Pourquoi un tribute à The Fall ?
The Fall est un groupe emblématique du post-punk mais surtout un groupe à part, il y a une espèce de culte autour d'eux avec une œuvre gigantesque et finalement assez peu de tubes identifiables. Il y a des groupes qui ne sont pas connus mais dont les gens connaissent spontanément une ou deux chansons phares, là non. L'idée c'était de défricher tout ça et une manière de souligner le retour de la scène post-punk, comme on l'avait fait avec le garage pour Jay Reatard.
Comment avez-vous recruté les groupes ?
On a essayé de varier au maximum. Pour le Jay Reatard, on ne voulait pas que des groupes garage ou, pour The Fall, que des groupes de post-punk.
On a contacté quelques artistes que l'on voulait absolument comme Frustration que The Fall intéresserait forcément.
On avait une short list, certains ont refusé comme Arnaud Rebotini, faute de temps, ou Dominique A qui ne voyait pas quoi faire de plus avec un morceau de The Fall. The Limiñanas qui étaient sur le Jay Reatard et Étienne Daho n'ont pas donné suite. D'autres ont accepté comme Michel Cloup, Cannibale ou Le Villejuif Underground. Et comme on a la volonté de toujours impliquer des groupes locaux, on a choisi The Scaners, Spitzer ou Delacave qui sont de la région.
Et le choix des chansons dans cette discographique indéchiffrable ?
Ç'a été compliqué – parce que The Fall repose quand même beaucoup sur la personnalité et le phrasé de Mark E. Smith – et simple à la fois. On avait là aussi une short list de morceaux pour aiguiller les groupes. Mnnqns a tout de suite opté pour Totally Wired qui est peut-être le seul morceau emblématique de The Fall. Michel Cloup, lui, a livré une véritable adaptation en français de The Classical. Au final, on n'a rien imposé et les groupes s'en sont vraiment bien sortis.

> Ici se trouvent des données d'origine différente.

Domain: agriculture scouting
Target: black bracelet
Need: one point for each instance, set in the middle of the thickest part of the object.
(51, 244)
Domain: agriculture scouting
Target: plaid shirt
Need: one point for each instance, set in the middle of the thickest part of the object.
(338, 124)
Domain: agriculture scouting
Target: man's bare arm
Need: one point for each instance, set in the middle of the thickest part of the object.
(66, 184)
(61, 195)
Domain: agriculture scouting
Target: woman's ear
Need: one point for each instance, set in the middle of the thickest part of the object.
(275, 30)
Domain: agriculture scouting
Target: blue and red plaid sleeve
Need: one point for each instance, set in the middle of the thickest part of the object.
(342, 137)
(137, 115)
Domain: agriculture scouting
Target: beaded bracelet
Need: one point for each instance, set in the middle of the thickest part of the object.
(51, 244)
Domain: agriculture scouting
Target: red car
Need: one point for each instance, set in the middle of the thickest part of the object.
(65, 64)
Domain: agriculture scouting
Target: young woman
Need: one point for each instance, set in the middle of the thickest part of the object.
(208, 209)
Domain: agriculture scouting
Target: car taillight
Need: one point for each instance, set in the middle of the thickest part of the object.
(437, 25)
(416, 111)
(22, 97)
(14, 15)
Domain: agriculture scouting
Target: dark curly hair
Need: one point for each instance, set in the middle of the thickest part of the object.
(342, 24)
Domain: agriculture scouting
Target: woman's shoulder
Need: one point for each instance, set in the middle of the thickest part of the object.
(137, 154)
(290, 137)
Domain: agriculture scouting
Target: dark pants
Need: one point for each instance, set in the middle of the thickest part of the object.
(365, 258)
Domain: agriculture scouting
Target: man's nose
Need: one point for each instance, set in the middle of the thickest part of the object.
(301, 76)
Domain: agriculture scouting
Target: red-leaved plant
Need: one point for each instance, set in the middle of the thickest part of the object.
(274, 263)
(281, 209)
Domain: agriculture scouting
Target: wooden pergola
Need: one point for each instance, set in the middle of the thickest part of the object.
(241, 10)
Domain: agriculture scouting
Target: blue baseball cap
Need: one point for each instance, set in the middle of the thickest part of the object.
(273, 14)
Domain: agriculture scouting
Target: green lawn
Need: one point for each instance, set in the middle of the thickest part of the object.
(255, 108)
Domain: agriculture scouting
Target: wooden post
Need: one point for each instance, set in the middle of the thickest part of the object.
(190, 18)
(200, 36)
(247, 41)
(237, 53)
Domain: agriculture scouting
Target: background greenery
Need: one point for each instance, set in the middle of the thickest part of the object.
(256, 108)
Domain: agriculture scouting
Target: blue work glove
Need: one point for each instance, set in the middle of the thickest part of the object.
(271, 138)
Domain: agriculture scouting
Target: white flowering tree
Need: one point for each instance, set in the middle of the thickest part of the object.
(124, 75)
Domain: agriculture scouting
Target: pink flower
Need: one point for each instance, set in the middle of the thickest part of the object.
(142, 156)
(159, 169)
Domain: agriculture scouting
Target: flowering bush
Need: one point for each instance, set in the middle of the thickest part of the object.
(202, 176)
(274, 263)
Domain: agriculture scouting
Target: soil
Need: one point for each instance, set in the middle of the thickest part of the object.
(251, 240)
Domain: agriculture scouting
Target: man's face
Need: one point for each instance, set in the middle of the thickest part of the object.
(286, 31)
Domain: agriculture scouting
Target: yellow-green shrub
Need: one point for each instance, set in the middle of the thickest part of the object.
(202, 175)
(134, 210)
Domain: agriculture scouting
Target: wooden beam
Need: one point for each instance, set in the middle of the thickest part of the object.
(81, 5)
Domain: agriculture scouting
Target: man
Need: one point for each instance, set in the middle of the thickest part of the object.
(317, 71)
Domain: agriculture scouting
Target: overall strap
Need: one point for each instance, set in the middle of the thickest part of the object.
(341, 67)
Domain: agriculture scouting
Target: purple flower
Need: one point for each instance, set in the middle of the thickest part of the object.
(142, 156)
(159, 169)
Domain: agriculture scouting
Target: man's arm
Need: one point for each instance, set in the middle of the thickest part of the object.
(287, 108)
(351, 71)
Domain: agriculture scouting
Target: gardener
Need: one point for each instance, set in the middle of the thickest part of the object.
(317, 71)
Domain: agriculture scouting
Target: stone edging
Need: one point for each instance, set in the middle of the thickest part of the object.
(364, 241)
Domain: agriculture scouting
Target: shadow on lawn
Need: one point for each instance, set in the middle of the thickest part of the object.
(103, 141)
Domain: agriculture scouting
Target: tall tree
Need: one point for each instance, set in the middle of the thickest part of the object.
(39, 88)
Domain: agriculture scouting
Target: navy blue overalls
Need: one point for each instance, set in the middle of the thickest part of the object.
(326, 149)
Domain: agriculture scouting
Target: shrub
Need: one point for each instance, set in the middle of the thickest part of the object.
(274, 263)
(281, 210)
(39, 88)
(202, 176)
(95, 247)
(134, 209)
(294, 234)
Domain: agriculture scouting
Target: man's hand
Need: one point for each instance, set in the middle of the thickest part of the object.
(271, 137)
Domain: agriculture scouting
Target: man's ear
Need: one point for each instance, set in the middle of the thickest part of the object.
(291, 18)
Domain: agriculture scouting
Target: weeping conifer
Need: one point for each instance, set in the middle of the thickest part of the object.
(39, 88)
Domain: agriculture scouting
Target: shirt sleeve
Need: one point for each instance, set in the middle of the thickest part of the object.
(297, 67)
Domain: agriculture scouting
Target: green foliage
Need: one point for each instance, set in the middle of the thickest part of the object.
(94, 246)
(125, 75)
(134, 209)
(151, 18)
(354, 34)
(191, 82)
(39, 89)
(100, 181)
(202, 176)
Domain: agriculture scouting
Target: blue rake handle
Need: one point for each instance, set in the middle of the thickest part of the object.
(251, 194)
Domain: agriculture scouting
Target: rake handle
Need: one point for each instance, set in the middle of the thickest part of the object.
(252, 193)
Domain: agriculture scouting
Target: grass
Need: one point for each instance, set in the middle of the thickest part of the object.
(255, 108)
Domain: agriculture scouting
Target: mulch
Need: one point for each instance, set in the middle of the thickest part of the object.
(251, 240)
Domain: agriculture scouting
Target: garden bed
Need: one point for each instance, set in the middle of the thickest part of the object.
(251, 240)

Que préparez-vous pour la suite ?
Tout est en suspens depuis qu'on est à fond sur le tribute et on va voir dans les prochains mois comment il se vend. On est régulièrement sollicités par des groupes lyonnais pour les aider à faire un disque et on a toujours cette idée de sortir un nouveau tribute chaque fois qu'un musicien qu'on aime bien casse sa pipe (rires). Mais ça ne sera pas pour tout de suite. Quand on a de la trésorerie, on travaille sur des projets particuliers, comme le maxi split H-Burns / Troy Von Balthazar. On aimerait bien sortir un 45t, c'est un format qu'on n'a jamais fait, ça coûte un peu plus cher mais ça nous plairait beaucoup.